Sevgili günlük,
Corona olayı hepimizi günlerdir hapsetti. “Bu durumda evin en çok ziyaret edilen yeri neresi?” diye soracak olursan, “mutfak ve buzdolabı” desem ne dersin?
Sabahtan ellerimi güzelce sabunladım, sonra geçtim mutfağa... “Acaba ne pişirsem?” diye düşünürken sebzelikteki kabak ve patlıcanlar gözüme takıldı. “Mevsimi değil” dediğini duydum da, arada bir lezzet değişikliği de lazım değil mi?
Üstelik artık eve mahkum olduğumuz için, sebzeleri kızartmak yerine fırında pişirsem hafif olur değil mi? Patlıcanları ince ince dilimleyip tuzlu suda bıraktım sonra biraz haşlayıp mısır ununa buladım... Kabaklara gelince, dış kabuklarını hafifçe kazıyıp yuvarlak dilimledim, unlayıp bütün bu malzemeyi fırın tepsisine dizdim, hafifçe zeytinyağı sürdüm ve fırına verdim. Nar gibi kızardılar.
Dünden kalanları da ısıtıp, sofra kurduk, öğlen yemeğimizi afiyetle yedik....

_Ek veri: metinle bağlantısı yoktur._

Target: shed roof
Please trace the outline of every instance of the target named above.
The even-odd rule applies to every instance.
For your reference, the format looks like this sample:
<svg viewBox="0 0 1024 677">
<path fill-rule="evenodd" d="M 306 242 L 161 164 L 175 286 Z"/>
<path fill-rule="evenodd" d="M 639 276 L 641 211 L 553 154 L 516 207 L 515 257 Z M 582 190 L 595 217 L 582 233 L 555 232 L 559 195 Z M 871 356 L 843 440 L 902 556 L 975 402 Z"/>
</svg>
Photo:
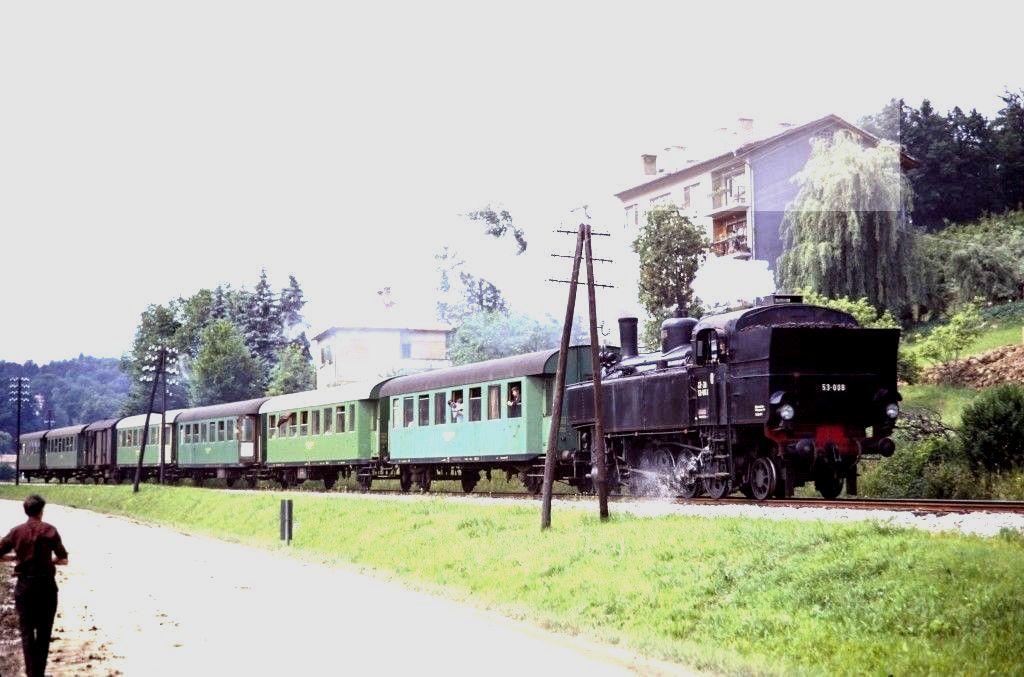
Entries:
<svg viewBox="0 0 1024 677">
<path fill-rule="evenodd" d="M 516 376 L 536 376 L 538 374 L 554 374 L 558 350 L 538 350 L 511 357 L 499 357 L 473 365 L 462 365 L 447 369 L 435 369 L 422 374 L 399 376 L 393 378 L 381 387 L 381 396 L 403 394 L 407 392 L 422 392 L 469 383 L 483 383 L 498 379 L 515 378 Z"/>
<path fill-rule="evenodd" d="M 260 405 L 269 397 L 256 397 L 255 399 L 245 399 L 242 401 L 229 401 L 223 405 L 210 405 L 208 407 L 197 407 L 195 409 L 184 409 L 177 416 L 178 423 L 188 421 L 202 421 L 205 419 L 219 419 L 226 416 L 255 416 L 259 414 Z"/>
<path fill-rule="evenodd" d="M 319 407 L 322 405 L 334 405 L 343 401 L 355 401 L 359 399 L 376 399 L 381 387 L 380 383 L 348 383 L 331 388 L 321 388 L 318 390 L 306 390 L 305 392 L 293 392 L 288 395 L 278 395 L 270 397 L 259 408 L 260 414 L 270 412 L 284 412 L 292 409 L 304 409 L 306 407 Z"/>
</svg>

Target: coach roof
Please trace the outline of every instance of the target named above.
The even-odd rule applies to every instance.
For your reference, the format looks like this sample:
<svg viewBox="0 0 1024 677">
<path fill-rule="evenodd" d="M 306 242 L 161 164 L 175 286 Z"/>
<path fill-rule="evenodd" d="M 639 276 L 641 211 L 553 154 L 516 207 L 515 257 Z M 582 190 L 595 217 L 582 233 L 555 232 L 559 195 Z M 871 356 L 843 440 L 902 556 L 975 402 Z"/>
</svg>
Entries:
<svg viewBox="0 0 1024 677">
<path fill-rule="evenodd" d="M 77 435 L 78 433 L 85 430 L 84 425 L 66 425 L 62 428 L 53 428 L 52 430 L 46 431 L 46 437 L 62 437 L 63 435 Z M 23 435 L 24 436 L 24 435 Z"/>
<path fill-rule="evenodd" d="M 436 390 L 470 383 L 483 383 L 519 376 L 554 374 L 558 362 L 558 350 L 538 350 L 522 355 L 499 357 L 473 365 L 435 369 L 412 376 L 391 379 L 381 388 L 381 396 L 398 395 L 407 392 Z"/>
<path fill-rule="evenodd" d="M 255 399 L 229 401 L 223 405 L 185 409 L 178 414 L 177 422 L 186 423 L 188 421 L 203 421 L 206 419 L 223 419 L 229 416 L 256 416 L 259 414 L 260 405 L 267 399 L 269 397 L 256 397 Z"/>
<path fill-rule="evenodd" d="M 383 383 L 383 381 L 381 382 Z M 376 399 L 381 383 L 348 383 L 337 385 L 331 388 L 321 388 L 318 390 L 306 390 L 305 392 L 293 392 L 288 395 L 278 395 L 270 397 L 259 408 L 260 414 L 272 412 L 286 412 L 293 409 L 306 409 L 309 407 L 321 407 L 323 405 L 334 405 L 343 401 L 356 401 L 359 399 Z"/>
</svg>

Sonra kanepeye geçtim, elimde kitabım (*), Selim İleri’yi çok severim bilirsin, Corona gelişmelerini atlamamak için televizyonu da açıp, sesini kıstım, arada bir kitaptan kafamı kaldırıp ekrana göz atıyorum, önceleri çok keyifliydim ama sonra baktım ki aynı sayfayı defalarca baştan sona yeniden geçiyorum ama okuduklarım aklımdan silinip gidiyor.

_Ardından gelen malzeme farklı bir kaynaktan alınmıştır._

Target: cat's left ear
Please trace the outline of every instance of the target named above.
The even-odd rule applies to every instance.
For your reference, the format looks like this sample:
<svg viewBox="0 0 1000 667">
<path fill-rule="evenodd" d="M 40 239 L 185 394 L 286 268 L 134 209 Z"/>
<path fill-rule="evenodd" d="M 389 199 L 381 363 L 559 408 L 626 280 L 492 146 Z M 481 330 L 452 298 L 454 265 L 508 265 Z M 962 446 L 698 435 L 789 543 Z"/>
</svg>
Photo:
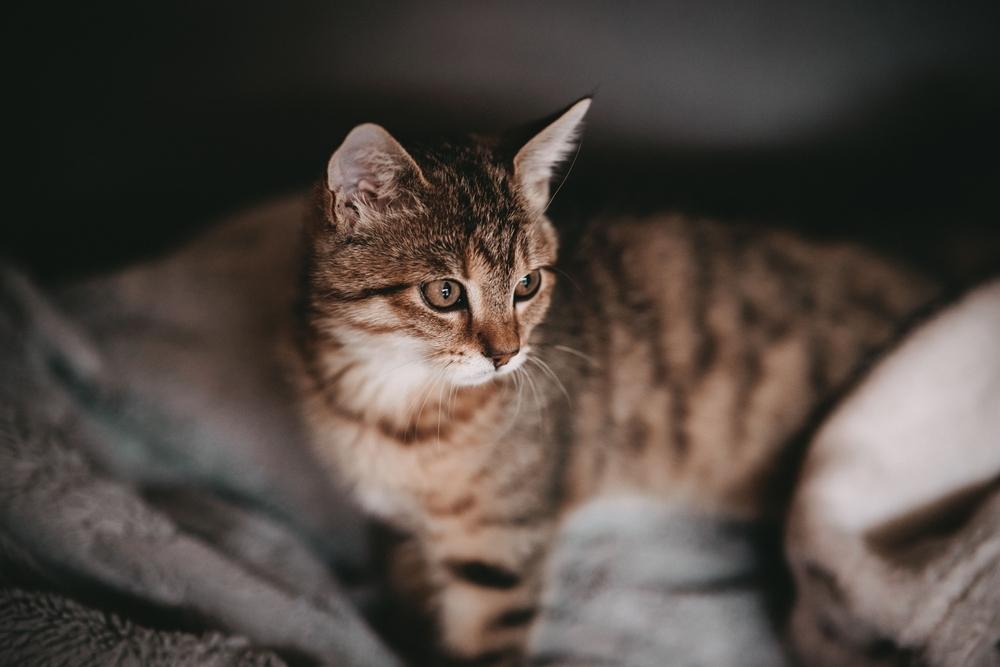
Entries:
<svg viewBox="0 0 1000 667">
<path fill-rule="evenodd" d="M 578 145 L 591 98 L 574 102 L 535 134 L 514 156 L 514 178 L 528 203 L 538 211 L 549 205 L 552 175 Z"/>
</svg>

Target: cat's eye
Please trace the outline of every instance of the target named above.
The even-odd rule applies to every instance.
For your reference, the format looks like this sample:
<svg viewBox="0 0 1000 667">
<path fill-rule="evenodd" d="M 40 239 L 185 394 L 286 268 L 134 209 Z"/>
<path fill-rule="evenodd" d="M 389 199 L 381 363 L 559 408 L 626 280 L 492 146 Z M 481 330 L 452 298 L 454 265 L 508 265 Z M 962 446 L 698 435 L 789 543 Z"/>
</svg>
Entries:
<svg viewBox="0 0 1000 667">
<path fill-rule="evenodd" d="M 542 284 L 542 272 L 535 269 L 531 273 L 522 277 L 514 286 L 514 300 L 525 301 L 535 296 L 538 287 Z"/>
<path fill-rule="evenodd" d="M 465 305 L 465 288 L 457 280 L 432 280 L 420 286 L 420 293 L 437 310 L 455 310 Z"/>
</svg>

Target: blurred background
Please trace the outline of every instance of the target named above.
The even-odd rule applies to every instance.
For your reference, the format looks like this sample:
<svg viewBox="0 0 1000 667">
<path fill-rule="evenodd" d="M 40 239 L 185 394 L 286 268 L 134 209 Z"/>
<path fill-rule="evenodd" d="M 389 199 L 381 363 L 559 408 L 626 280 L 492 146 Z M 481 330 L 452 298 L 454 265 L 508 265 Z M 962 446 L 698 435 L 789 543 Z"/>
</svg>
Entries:
<svg viewBox="0 0 1000 667">
<path fill-rule="evenodd" d="M 669 207 L 1000 266 L 995 0 L 20 11 L 11 134 L 27 158 L 0 254 L 43 280 L 164 252 L 308 185 L 358 122 L 499 130 L 591 92 L 553 208 L 565 228 Z"/>
</svg>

Neden mi? Neden olacak, televizyonda ikide birde “son dakika” uyarıları geçiyor:
-İtalya ölü sayısında Çin’i geride bıraktı.
-İran’da ölü sayısı tırmanıyor
-Hay aksi, peki bizim durumumuz ne olacak?
Diye endişelenmeye başladım, çünkü ertesi gün mutlaka yaptırmamız gereken bir kan tahlili var. Hastaneye nası gideceğiz? Ya virüs kaparsak?
Kalktım mutfağa geçtim, aaa dün yaptığım cevizli çörekler cam kavanozda bana göz kırpıyor,:
-Bir tane alsam ne olur sanki? Hiç bir şey olmaz, öğlen fırınlanmış sebze yedik, sıfır kalori, ye gitsin, aaa aman bu ne lezzetmiş yahu, dur bir tane daha alayım, çayla iyi gider. Nimet Ablam sağolsun, onun tarifi...
Hmmm kitabı yeniden alıyorum elime, sözde 15 sayfa okumuşum ama aklımda kalan hiçbir şey yok, dön başa...
-CNN de New York belediye başkanı konuşuyor, ne diyor acaba? Of, 30 bin akciğer makinesi gerekiyormuş. Acaba bizde durum nasıl?
Dur yahu, bizim memlekette durum belki o kadar kötüye gitmeyecek, bozma moralini... O zaman bir parça çikolata mı alsam? Hem, moralimi düzelir hem de mesajlarımı gözden geçiririm.
Yahu şu Beyoğlu çikolatasını nasıl da yaygınlaştırdılar böyle? Eskiden sadece Beyoğlu’ndaki büfelere has bir şeydi, maaşallah şimdi bütün marketlerde var. Amaaan “üzümü ye bağını sorma” demişler, hele içindeki bütün fındıklar nasıl da lezzet vermiş.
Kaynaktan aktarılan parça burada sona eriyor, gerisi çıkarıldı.